God, I would love to punch this guy I the face, I thought. But I don’t really know how to punch. And either way the moral fiber oozing out of me prevents it.

In my hostel there was a guy from Venezuela named Armando who had on a leather jacket and had done sound design in New York for eight years. There was also a Finnish kid named Ossi who was much younger and who later in the night would tell us about some pretty severe head trauma he’d once suffered and how awesome the healthcare is in Finland. The two of them had been hanging out in the hostel the last few days getting high (in the case of Armando), and walking around. I asked them what they’d seen and they didn’t have much of an answer. I asked them what they’d done the night before and they said, “Hung out at the hostel and got pizza delivered.”

These were my kind of travelers.

In the evening we well went out for a walk together and after not being able to find cheap tagine, a typical Moroccan dish, we settled on a place with only locals selling sandwiches and small slices of pizza. The pizza was delicious and cost 50 cents a slice. We immediately began discussing how many pieces of pizza it would be possible to eat, since they were thin-crusted and delectable, and Armando said 10 would be absolutely no problem. I countered that 15 might pose a bit of a problem, and 20 seemed unreasonable. As I sat there I demolished a kilo of tangerines I had just bought, also for 50 cents but outside in the street, for dessert. Ossi didn’t say much. He was a quiet Finn. Finns are usually quiet. I haven’t met too many boisterous Finns in my life, except for possibly a guy named Sammi I worked with who used to yell the word “wheelbarrow” at me.
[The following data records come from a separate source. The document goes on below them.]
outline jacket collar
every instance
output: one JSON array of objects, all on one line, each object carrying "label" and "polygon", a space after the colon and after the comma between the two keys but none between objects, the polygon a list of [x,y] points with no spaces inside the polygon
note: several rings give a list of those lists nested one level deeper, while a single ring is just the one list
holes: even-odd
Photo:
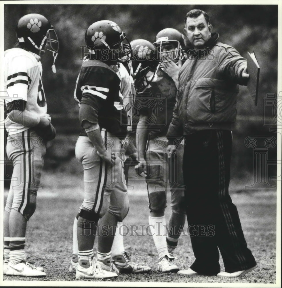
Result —
[{"label": "jacket collar", "polygon": [[[218,41],[219,38],[219,35],[218,33],[216,32],[212,32],[211,34],[210,38],[207,41],[205,45],[201,49],[206,50],[213,47]],[[195,53],[195,48],[190,43],[183,47],[183,50],[185,54],[191,52]]]}]

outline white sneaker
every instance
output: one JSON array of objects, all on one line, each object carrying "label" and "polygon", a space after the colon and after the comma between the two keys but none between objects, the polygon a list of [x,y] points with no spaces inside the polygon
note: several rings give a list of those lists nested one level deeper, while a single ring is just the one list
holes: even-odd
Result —
[{"label": "white sneaker", "polygon": [[5,275],[7,273],[8,264],[9,262],[7,260],[4,260],[3,263],[3,275]]},{"label": "white sneaker", "polygon": [[173,263],[173,259],[169,258],[167,255],[165,255],[159,262],[158,271],[163,272],[179,271],[179,268]]},{"label": "white sneaker", "polygon": [[149,272],[151,268],[148,266],[142,266],[132,263],[130,254],[124,251],[122,255],[113,257],[113,262],[121,273],[144,273]]},{"label": "white sneaker", "polygon": [[249,268],[249,269],[246,269],[245,270],[242,270],[241,271],[237,271],[232,273],[228,273],[227,272],[220,272],[217,274],[217,276],[223,277],[239,277],[246,274],[246,273],[253,270],[255,268],[256,268],[255,266],[252,267],[251,268]]},{"label": "white sneaker", "polygon": [[74,262],[72,259],[70,260],[70,265],[68,268],[68,271],[70,273],[75,273],[76,272],[76,268],[78,264],[78,262]]},{"label": "white sneaker", "polygon": [[119,274],[119,269],[116,267],[115,265],[113,263],[113,261],[110,257],[104,260],[97,259],[97,262],[100,264],[101,268],[103,270],[113,272],[118,275]]},{"label": "white sneaker", "polygon": [[103,270],[97,262],[96,259],[94,257],[89,257],[89,259],[90,266],[87,268],[82,267],[79,262],[75,275],[77,279],[101,279],[112,278],[117,276],[116,273]]},{"label": "white sneaker", "polygon": [[29,262],[26,262],[25,264],[28,266],[29,266],[31,268],[32,268],[33,269],[35,269],[38,271],[41,271],[41,272],[44,272],[44,268],[42,267],[37,267],[35,265],[33,265],[33,264],[32,264],[31,263],[30,263]]},{"label": "white sneaker", "polygon": [[46,277],[46,273],[43,271],[38,270],[37,268],[38,268],[35,267],[28,262],[20,262],[15,265],[12,265],[9,262],[6,275],[24,276],[28,277]]}]

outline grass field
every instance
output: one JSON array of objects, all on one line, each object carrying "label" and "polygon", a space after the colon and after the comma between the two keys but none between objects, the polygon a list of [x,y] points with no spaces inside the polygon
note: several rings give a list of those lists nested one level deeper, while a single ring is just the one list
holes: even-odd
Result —
[{"label": "grass field", "polygon": [[[144,181],[138,181],[134,183],[131,181],[129,184],[134,185],[137,188],[129,190],[130,208],[123,223],[129,226],[135,225],[138,227],[141,225],[146,226],[148,201]],[[82,175],[44,171],[41,184],[43,189],[38,193],[36,211],[28,224],[26,251],[30,256],[31,261],[44,267],[47,276],[41,279],[27,279],[26,277],[4,276],[2,282],[3,285],[16,286],[17,281],[28,280],[70,281],[62,284],[72,286],[74,284],[73,281],[78,281],[74,274],[69,272],[68,268],[72,252],[73,219],[82,199]],[[232,185],[234,184],[231,185],[230,191],[237,190]],[[233,193],[231,196],[233,202],[237,205],[248,247],[258,263],[254,271],[239,278],[230,278],[161,274],[157,271],[158,257],[152,237],[146,235],[138,236],[136,234],[130,236],[129,234],[125,237],[124,242],[126,250],[132,255],[132,262],[150,266],[152,272],[144,274],[121,274],[114,280],[107,281],[130,282],[129,284],[133,285],[134,282],[146,282],[147,285],[153,285],[153,283],[164,282],[167,285],[178,283],[180,285],[182,283],[182,285],[188,286],[196,283],[202,283],[203,285],[205,283],[275,283],[275,191],[247,191]],[[4,202],[7,192],[5,192]],[[169,194],[169,203],[170,201]],[[170,211],[168,205],[165,212],[167,221]],[[95,249],[96,247],[96,244]],[[194,258],[189,236],[181,236],[176,255],[178,258],[177,264],[181,269],[188,268],[193,263]],[[222,271],[224,271],[221,259],[220,261]],[[28,283],[25,282],[24,285],[28,285],[26,283]],[[165,284],[164,283],[163,286]],[[142,285],[141,283],[139,284]],[[98,284],[95,282],[87,285],[97,286]],[[30,285],[32,285],[31,283]],[[40,285],[49,284],[43,282]],[[77,285],[79,285],[78,283]],[[81,283],[81,285],[84,285]],[[114,283],[108,283],[109,286],[115,285]],[[139,284],[136,283],[136,285]],[[176,284],[174,286],[178,285]],[[117,283],[117,285],[119,284]]]}]

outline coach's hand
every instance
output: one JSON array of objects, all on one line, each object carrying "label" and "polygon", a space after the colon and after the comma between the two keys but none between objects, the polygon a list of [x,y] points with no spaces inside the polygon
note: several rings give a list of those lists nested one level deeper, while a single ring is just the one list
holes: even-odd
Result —
[{"label": "coach's hand", "polygon": [[[163,57],[164,60],[168,60],[167,57]],[[173,79],[178,77],[178,74],[180,71],[180,67],[176,64],[173,61],[162,63],[160,65],[160,67],[171,78]]]},{"label": "coach's hand", "polygon": [[175,145],[171,144],[167,145],[167,157],[169,158],[170,158],[172,154],[176,153],[177,150]]},{"label": "coach's hand", "polygon": [[117,156],[114,154],[113,153],[111,154],[106,149],[100,152],[97,150],[97,154],[107,163],[112,165],[113,165],[115,161],[118,160]]},{"label": "coach's hand", "polygon": [[147,163],[144,159],[140,159],[139,163],[134,167],[136,173],[142,177],[147,176]]}]

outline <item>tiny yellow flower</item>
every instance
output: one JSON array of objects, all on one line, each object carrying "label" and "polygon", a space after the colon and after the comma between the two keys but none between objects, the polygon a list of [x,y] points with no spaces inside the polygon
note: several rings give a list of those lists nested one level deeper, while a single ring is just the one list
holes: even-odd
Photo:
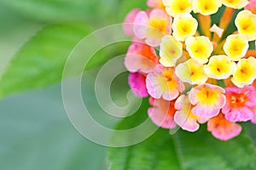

And thus concluded the first night in Morocco. Now I’m on a train to a town called Meknes, further south. I once again have a private room, but this time it’s at least partly because there are no hostels in the town. And then after Meknes I will probably continue south to Marrekesh, and by Marrakesh I of course mean: Tokyo, or Greenland, or Sri Lanka, or Reykjavik, or Madrid, or Barcelona, or Senegal, or Johannesburg, or Port Townsend, or anywhere but here.